Consultatie en verwijzing

Orthopeed

Verwijs bij

  • twijfel over de diagnose
  • afwijkend beloop (bijv. progressieve klachten ondanks adequate aanpassing van activiteiten en schoeisel)
  • substantiële standsafwijkingen of bewegingsbeperking van de voet die duidelijk lijken bij te dragen aan de klachten

Sportarts

Overweeg verwijzing bij (semi)professionele sportbeoefenaars met langdurige of recidiverende klachten die interfereren met sportbeoefening.

Bedrijfsarts

Adviseer de patiënt contact op te nemen met de bedrijfsarts:

  • als er mogelijk een relatie is tussen de klachten en de arbeidssituatie, bij werkverzuim

Bijlagen

Foto’s:

Oefeningen bij hielspoor

Oefeningen voor rekken en sterker maken van uw voet:

  • Kniel op 1 been en laat daarbij de tenen van dat been op de grond.
  • Of pak de tenen van 1 voet en trek ze zo veel mogelijk naar u toe.
  • Ga op een stoel zitten met blote voeten op het begin van een uitgerolde handdoek. Krabbel met uw tenen de rest van de handdoek stukje voor stukje naar u toe.
    Als u de oefening zwaarder wilt maken, legt u eerst een boek op het uiteinde van de handdoek.

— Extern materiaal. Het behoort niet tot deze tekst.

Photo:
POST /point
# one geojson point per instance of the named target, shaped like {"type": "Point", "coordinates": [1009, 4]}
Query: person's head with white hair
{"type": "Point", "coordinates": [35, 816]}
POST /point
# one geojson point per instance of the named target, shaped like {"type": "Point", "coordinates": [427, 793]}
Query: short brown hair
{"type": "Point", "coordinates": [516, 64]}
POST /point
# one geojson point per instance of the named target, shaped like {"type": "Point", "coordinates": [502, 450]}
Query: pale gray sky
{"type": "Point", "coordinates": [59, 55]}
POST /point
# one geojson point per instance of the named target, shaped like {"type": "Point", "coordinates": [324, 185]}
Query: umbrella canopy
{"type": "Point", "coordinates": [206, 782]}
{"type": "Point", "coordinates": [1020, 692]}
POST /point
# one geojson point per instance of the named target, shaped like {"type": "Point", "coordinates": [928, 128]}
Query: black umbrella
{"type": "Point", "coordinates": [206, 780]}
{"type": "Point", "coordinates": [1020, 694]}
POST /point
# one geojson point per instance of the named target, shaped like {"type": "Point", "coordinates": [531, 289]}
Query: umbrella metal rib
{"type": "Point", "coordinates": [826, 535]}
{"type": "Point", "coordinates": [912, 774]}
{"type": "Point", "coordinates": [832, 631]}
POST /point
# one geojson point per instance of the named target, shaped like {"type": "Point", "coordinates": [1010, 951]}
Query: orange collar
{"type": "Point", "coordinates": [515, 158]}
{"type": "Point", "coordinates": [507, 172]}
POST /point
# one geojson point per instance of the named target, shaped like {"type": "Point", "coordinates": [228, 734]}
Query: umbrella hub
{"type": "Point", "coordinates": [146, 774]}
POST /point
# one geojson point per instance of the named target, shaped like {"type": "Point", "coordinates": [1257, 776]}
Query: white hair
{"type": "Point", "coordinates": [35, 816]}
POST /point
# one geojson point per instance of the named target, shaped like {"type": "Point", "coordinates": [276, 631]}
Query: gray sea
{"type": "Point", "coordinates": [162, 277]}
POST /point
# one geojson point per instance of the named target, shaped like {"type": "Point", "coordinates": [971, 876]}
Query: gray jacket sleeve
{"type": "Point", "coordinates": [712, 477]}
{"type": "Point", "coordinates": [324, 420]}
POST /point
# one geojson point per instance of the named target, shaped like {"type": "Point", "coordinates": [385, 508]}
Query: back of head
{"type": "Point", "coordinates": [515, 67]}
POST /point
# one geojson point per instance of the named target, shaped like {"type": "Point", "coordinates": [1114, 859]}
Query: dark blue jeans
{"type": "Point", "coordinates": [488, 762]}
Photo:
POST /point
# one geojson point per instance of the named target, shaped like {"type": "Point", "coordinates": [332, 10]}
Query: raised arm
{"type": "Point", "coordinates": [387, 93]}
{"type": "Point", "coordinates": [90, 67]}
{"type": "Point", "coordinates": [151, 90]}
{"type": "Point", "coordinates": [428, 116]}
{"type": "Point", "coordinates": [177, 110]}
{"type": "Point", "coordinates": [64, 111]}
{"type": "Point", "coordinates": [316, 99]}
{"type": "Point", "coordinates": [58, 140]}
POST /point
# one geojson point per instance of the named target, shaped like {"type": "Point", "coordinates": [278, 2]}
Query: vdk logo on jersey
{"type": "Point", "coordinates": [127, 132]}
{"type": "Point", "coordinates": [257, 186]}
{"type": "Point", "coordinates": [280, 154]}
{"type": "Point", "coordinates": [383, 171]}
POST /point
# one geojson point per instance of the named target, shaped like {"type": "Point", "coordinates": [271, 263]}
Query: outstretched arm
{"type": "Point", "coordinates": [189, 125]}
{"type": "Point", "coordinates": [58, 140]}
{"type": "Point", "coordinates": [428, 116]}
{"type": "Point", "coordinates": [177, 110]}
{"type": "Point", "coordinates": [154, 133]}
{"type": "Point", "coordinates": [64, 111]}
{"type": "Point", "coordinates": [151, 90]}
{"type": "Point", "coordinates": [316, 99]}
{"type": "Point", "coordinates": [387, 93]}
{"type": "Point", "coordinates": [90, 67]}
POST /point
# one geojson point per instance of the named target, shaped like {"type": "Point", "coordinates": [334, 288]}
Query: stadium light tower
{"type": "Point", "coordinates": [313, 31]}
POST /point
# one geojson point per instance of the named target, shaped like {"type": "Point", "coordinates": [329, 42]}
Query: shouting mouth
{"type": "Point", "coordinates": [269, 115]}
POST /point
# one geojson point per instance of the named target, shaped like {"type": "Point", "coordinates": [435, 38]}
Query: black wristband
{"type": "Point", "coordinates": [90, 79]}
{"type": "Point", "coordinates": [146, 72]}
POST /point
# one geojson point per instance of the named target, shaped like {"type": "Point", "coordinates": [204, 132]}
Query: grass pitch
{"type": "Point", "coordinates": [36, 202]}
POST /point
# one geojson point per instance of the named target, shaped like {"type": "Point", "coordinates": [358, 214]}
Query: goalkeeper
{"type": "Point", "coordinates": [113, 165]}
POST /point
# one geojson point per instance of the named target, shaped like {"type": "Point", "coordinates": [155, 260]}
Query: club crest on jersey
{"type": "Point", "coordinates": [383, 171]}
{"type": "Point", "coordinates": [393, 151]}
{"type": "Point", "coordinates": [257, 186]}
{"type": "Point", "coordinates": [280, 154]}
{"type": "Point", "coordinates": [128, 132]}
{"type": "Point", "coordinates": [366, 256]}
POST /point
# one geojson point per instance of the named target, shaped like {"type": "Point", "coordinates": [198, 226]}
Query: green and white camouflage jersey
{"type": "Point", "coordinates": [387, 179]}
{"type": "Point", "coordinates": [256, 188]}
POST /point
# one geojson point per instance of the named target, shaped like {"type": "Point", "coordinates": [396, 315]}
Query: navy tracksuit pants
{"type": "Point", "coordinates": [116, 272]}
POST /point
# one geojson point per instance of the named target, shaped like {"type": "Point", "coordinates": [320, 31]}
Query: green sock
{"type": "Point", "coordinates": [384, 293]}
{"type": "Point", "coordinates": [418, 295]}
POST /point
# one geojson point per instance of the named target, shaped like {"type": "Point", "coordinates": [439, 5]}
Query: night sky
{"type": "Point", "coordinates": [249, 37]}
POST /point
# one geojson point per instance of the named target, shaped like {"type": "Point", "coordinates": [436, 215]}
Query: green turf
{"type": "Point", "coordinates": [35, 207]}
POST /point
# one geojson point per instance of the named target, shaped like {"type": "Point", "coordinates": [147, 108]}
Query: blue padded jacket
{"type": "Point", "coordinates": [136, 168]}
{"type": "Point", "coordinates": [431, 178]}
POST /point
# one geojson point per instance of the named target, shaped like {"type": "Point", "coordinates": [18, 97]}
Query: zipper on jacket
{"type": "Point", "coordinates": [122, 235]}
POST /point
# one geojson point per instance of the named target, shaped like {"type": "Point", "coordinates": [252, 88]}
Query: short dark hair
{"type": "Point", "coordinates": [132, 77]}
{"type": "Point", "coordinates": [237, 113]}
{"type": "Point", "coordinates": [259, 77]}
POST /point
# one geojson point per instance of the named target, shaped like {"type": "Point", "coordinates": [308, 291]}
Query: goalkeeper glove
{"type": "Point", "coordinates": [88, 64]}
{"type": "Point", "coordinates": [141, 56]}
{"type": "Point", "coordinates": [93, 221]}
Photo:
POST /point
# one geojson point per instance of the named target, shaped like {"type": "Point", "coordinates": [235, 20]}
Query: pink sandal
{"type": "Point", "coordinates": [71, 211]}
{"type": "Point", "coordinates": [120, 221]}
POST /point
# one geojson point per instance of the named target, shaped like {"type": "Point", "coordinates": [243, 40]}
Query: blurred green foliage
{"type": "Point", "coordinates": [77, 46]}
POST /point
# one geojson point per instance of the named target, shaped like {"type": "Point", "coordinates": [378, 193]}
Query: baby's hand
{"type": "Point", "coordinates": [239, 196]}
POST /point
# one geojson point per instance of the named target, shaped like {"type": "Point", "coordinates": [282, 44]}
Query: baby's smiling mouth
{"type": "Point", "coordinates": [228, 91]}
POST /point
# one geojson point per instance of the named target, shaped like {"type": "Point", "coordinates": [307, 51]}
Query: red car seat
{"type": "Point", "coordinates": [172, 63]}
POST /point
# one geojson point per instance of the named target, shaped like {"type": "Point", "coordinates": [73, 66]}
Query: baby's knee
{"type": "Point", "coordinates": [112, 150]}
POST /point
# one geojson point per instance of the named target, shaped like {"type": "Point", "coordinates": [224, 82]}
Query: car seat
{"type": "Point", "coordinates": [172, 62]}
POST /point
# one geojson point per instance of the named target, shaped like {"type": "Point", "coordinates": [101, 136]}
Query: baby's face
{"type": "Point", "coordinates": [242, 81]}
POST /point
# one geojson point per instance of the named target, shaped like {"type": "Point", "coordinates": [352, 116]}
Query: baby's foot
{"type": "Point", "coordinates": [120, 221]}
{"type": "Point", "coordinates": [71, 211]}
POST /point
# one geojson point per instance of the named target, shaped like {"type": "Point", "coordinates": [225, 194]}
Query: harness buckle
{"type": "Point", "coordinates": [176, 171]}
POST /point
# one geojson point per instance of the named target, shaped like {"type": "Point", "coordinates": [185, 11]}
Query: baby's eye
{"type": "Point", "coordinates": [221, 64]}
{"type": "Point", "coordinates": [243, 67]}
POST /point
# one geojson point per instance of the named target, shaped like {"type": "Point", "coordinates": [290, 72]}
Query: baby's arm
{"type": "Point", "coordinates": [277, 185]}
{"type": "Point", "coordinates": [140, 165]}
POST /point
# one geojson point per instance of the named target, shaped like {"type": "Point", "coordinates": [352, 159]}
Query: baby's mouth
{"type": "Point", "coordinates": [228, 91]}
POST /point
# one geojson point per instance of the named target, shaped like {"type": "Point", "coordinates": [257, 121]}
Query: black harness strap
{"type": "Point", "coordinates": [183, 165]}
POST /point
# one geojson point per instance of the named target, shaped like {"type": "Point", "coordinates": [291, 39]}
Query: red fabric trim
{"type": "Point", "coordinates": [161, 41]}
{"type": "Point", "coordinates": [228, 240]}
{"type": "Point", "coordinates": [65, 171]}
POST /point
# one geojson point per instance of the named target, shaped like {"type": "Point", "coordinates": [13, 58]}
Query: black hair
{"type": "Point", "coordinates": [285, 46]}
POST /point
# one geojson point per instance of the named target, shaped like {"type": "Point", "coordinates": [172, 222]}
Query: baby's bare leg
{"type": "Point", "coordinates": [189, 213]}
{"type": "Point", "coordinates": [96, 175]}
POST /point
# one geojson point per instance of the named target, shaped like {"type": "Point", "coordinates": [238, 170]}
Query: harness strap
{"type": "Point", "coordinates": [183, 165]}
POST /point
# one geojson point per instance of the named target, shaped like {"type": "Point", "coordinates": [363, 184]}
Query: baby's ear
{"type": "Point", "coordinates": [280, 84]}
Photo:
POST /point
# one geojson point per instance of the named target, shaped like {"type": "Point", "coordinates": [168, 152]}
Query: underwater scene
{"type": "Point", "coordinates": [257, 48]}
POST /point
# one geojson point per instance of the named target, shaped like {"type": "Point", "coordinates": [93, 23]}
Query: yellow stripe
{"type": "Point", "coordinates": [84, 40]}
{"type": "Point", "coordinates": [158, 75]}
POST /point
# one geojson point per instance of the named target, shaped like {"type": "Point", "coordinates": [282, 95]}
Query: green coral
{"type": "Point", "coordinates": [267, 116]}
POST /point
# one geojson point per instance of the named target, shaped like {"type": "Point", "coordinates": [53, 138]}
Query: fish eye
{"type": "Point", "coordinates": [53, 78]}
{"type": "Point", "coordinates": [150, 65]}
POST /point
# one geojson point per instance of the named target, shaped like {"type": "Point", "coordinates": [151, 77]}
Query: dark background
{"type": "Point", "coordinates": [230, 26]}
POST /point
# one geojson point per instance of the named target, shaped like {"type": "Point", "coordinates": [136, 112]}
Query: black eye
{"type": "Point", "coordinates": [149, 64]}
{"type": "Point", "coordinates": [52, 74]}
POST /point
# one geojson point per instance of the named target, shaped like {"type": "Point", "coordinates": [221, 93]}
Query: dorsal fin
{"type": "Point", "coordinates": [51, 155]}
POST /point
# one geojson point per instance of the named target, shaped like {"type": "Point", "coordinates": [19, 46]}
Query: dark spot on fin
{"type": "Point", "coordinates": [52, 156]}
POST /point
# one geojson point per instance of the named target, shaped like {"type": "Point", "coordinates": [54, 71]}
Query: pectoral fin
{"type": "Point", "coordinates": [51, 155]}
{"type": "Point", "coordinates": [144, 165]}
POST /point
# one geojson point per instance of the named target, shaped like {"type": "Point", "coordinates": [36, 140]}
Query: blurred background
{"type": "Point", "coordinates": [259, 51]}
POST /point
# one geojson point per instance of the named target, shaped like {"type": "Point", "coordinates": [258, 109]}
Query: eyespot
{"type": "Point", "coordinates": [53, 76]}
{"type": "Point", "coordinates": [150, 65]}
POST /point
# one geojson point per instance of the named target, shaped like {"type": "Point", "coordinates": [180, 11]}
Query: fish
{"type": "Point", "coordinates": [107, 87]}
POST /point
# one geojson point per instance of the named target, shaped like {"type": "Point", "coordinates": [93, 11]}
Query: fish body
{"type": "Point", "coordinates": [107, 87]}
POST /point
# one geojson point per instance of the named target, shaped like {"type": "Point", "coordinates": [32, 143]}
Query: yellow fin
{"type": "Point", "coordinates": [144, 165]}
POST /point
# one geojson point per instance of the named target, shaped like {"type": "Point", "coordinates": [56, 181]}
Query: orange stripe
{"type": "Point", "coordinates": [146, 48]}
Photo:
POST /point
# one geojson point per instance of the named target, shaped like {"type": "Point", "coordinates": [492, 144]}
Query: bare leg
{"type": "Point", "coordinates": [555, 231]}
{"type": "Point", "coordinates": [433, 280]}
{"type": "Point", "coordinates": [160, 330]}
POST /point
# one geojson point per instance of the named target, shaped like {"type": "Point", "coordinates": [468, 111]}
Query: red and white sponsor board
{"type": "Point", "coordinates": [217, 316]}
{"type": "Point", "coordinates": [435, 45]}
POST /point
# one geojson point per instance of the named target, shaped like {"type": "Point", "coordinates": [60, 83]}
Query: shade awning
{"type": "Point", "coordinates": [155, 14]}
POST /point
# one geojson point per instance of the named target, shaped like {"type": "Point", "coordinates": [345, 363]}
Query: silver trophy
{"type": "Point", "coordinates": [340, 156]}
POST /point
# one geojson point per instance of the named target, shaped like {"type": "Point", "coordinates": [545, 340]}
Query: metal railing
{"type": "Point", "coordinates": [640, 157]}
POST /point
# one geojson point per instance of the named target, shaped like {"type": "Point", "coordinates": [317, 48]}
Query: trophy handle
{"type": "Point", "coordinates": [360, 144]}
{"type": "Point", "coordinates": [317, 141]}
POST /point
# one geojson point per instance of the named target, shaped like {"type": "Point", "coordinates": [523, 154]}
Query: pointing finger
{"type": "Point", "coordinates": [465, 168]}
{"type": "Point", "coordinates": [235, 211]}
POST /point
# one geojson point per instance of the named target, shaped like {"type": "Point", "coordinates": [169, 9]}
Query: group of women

Oefening voor rekken en sterker maken van uw kuit:

  • Ga met de voorste helft van uw voeten op een traptrede staan, zodat uw hielen zweven boven de grond.
  • Zet uw voeten naast elkaar met ruimte ertussen (een voetlengte).
  • Sta rechtop.
  • Houd uw knieën gestrekt.
  • Zorg dat u zich ergens aan vast kunt houden (bijvoorbeeld de trapleuning).
  • Ga zo hoog mogelijk op uw tenen staan en houd dit 5 seconden vast.
  • Zak daarna met uw hielen zover naar beneden dat ze lager komen dan de traptrede. Houd dit 5 seconden vast.
  • Ga daarna weer 5 seconden op uw tenen staan.
  • Blijf steeds rechtop staan, met uw knieën gestrekt.
  • Doe deze oefening 3 minuten lang.
  • Doe het om de dag.
  • Probeer na 1 week oefenen eens of u het ook kunt zonder dat u zich vasthoudt.
  • Als de oefening pijn doet, kunt u deze beter nog niet doen. Ga dan liever wandelen of fietsen.